Geplant solls ja mal weit weg auf eine lange Tour gehen. Dabei stellte sich die Frage wie meine Liebsten zu Hause wissen sollen wo ich bin, wenn ich mich mal nicht melde oder melden kann.

Das war eine gute Frage für mich. Somit überlegte ich mir, daß es nicht schlecht wäre, mich einmal täglich zu melden “mir gehts gut, macht Euch keine Sorgen, ich bin gerade da und da.”.

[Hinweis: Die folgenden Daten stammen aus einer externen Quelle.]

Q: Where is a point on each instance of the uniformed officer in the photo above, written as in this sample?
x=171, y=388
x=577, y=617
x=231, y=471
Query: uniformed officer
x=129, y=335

Geht aber eigentlich auch anders: Olli schreibt online schön brav Tagebuch und gibt seine Position an.

Alles nicht so prickelnd.

Also loggt mein Handy die Strecke mit und schiebt sie per FTP alle paar Stunden auf einen Server und man schaut sich die Tour bei Google an.

Das ginge, benötigt aber Internet im Ausland und das auch noch als Flatrate.

Aber es fehlte noch was besonderes, obwohl Internet in der Republik Polen als 3-Monats-Flat recht günstig machbar wäre über eine polnische PrePaid-Karte und eine entsprechend gebuchte Option.

Was ich vorher schon sah, waren GSM-Tracker, welche ein GPS eingebaut haben und sich über ein stinknormales Handynetz ohne Internet oder dergleichen per SMS hin und wieder melden.

Also Google befragt und festgestellt: da war mein Problem wieder: die Stromversorgung unterwegs.

Vor ein paar Tagen hatte ich jedoch einen Tracker gefunden, dessen Akku gut über einen Monat und sogar noch viel länger aushält, weil er eine Solarzelle huckepack bei sich hat, die den Akku immer wieder etwas nachtankt – Ebay brachte das gute Teil zu Tage. Somit gab ich dann einen völlig unterwertigen Betrag ab und habe den Tracker dann komischer Weise (noch während andere die Fußball-WM schauten) ersteigert. Bingo!

Und nun ist das gute Teil da: ein JT600 von Jointech.

Nun habe ich mein Laptop auf Windows 7 umgestellt (grrrrr) und den Tracker eingerichtet.

Die Software ist so lala. Leider nicht ganz so selbsterklärend (ich hab da schon besseres gesehen), aber es geht. Der optionale Akkupack wurde wieder vom Markt genommen, so einer der Produktmanager. 3 Monate bei minimaler Aktivität sollte der Akku aber trotzdem halten.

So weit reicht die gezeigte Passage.